The first PCR method was carried out using α32P-dATP (Amersham) and run on a denaturing 6% polyacrylamide gel (Fluka, Neu-Ulm, Germany). In brief, PCR was performed with 1-μl DNA (30–100 ng/μl) in a final volume of 15 μl containing 1.5 mM MgCl2, 10 mM Tris–HCl, 50 mM KCl, 0.02 mM dATP, 0.2 mM dGTP, dTTP, and dCTP, 0.8 μCi α32P-dATP, 15 pmol of each forward and reverse primer, and 1 U Taq polymerase (Promega). PCR was performed for 35 cycles of 95 °C for 30 s, 58 °C for 45 s, and 1 min at 72 °C, followed by 1 cycle at 72 °C for 10 min. PCR products of tumor and normal DNA were run on a denaturing 6% polyacrylamide gel (Fluka). After electrophoresis for 2 h at 65 W, the gels were dried and exposed to X-ray films. The results were confirmed by a previously described PCR method (Gaal et al. 2009), using fluorescence-labeled primers (Invitrogen) and ABI 3130-XL genetic analyzer (Applied Biosystems, Foster City, CA, USA) for analysis. The results of both methods were analyzed by two independent investigators (W D and E K).

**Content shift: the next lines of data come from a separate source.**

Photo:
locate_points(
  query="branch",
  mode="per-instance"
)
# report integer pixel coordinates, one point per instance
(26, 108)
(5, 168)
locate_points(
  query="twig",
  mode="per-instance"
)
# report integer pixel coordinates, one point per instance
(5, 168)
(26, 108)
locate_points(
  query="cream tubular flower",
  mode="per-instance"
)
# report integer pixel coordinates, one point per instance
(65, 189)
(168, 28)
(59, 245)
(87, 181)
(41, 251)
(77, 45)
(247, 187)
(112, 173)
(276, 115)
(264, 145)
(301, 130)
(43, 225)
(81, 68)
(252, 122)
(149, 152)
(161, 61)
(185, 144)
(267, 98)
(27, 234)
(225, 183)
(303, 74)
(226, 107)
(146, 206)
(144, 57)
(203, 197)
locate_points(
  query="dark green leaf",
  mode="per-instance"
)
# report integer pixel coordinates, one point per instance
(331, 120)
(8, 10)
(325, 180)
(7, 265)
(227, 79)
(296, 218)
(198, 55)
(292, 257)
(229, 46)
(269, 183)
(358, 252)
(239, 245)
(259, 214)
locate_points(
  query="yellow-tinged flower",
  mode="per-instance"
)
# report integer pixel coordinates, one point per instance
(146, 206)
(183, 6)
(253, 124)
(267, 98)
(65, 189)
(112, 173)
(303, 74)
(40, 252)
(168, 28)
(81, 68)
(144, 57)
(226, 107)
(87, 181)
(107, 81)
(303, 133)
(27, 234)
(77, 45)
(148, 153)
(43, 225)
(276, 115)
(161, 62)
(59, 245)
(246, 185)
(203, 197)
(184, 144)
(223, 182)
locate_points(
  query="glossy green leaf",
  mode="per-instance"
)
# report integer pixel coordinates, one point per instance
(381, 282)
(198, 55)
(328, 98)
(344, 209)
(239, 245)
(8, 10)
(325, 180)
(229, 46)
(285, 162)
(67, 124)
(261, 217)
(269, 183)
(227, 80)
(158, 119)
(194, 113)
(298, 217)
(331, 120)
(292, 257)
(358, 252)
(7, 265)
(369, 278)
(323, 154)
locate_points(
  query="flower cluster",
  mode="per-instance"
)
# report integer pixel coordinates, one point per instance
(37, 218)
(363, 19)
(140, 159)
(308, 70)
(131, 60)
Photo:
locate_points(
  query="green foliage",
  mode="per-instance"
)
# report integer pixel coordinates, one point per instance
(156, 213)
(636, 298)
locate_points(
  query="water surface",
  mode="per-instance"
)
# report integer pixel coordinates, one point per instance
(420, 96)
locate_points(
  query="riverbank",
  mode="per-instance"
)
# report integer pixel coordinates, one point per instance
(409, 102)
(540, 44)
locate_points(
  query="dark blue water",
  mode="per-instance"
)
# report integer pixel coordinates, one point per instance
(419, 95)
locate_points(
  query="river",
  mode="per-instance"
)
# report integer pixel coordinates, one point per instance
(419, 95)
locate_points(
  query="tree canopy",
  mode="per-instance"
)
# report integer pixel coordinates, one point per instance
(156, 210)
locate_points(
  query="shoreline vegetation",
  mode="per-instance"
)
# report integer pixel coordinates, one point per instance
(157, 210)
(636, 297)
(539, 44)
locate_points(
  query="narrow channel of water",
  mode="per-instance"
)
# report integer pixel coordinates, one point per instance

Cases were classified as informative when two alleles were found in normal DNA. When relative intensities of allelic signals observed in tumor DNA clearly differed from those in normal DNA, this was considered as loss. LOH was further categorized as loss of the lower (or smaller) or upper (or larger) allele. A tumor was considered genetically heterogeneous when LOH was present in at least one sample but not in all the samples of the same tumor or if the samples differed in loss of a lower or upper allele.

Results

LOH frequencies

Results of the LOH analysis for each marker in the benign and malignant tumors are shown in Figures 2 and 3 respectively. The data are also summarized for both tumor groups in Table 2. PCR with a second marker was only performed if the patient was not informative for the first marker for the investigated locus.

Figure 2
Figure 2

Loss of heterozygosity (LOH) results of the benign pheochromocytomas and extra-adrenal sympathetic paragangliomas. , no LOH; , loss of upper allele; , loss of lower allele; NI, not informative; x, no data; –, no tissue available; T1–T4, tumor DNA samples from different areas of the tumor.

Citation: Endocrine-Related Cancer 17, 3; 10.1677/ERC-10-0072

Figure 3
Figure 3

LOH results of the malignant pheochromocytomas and extra-adrenal sympathetic paragangliomas. =no LOH, =loss of upper allele, =loss of lower allele, NI=not informative, x=no data, –=no tissue available, T1–T4=tumor DNA samples from different areas of the tumor, M and M2=tumor DNA samples of two different PCC metastases.

Citation: Endocrine-Related Cancer 17, 3; 10.1677/ERC-10-0072

Table 2

Overview of loss of heterozygosity (LOH) and intra-tumoral heterogeneity results

1p131p363q3p11p
Benign tumors
 LOH9/12 (75)8/12 (67)5/11 (45)3/12 (25)6/12 (50)
 Intra-tumoral heterogeneity1/12 (8)2/12 (17)1/11 (9)0/12 (0)2/12 (17)
Malignant tumors
 LOH6/8 (75)5/8 (63)5/8 (63)3/8 (38)1/6 (17)
 Intra-tumoral heterogeneity3/8 (38)2/8 (25)3/8 (38)1/8 (13)0/6 (0)

Numbers (in brackets percentages) represent LOH or heterogeneity observed in patients/total patients that were informative.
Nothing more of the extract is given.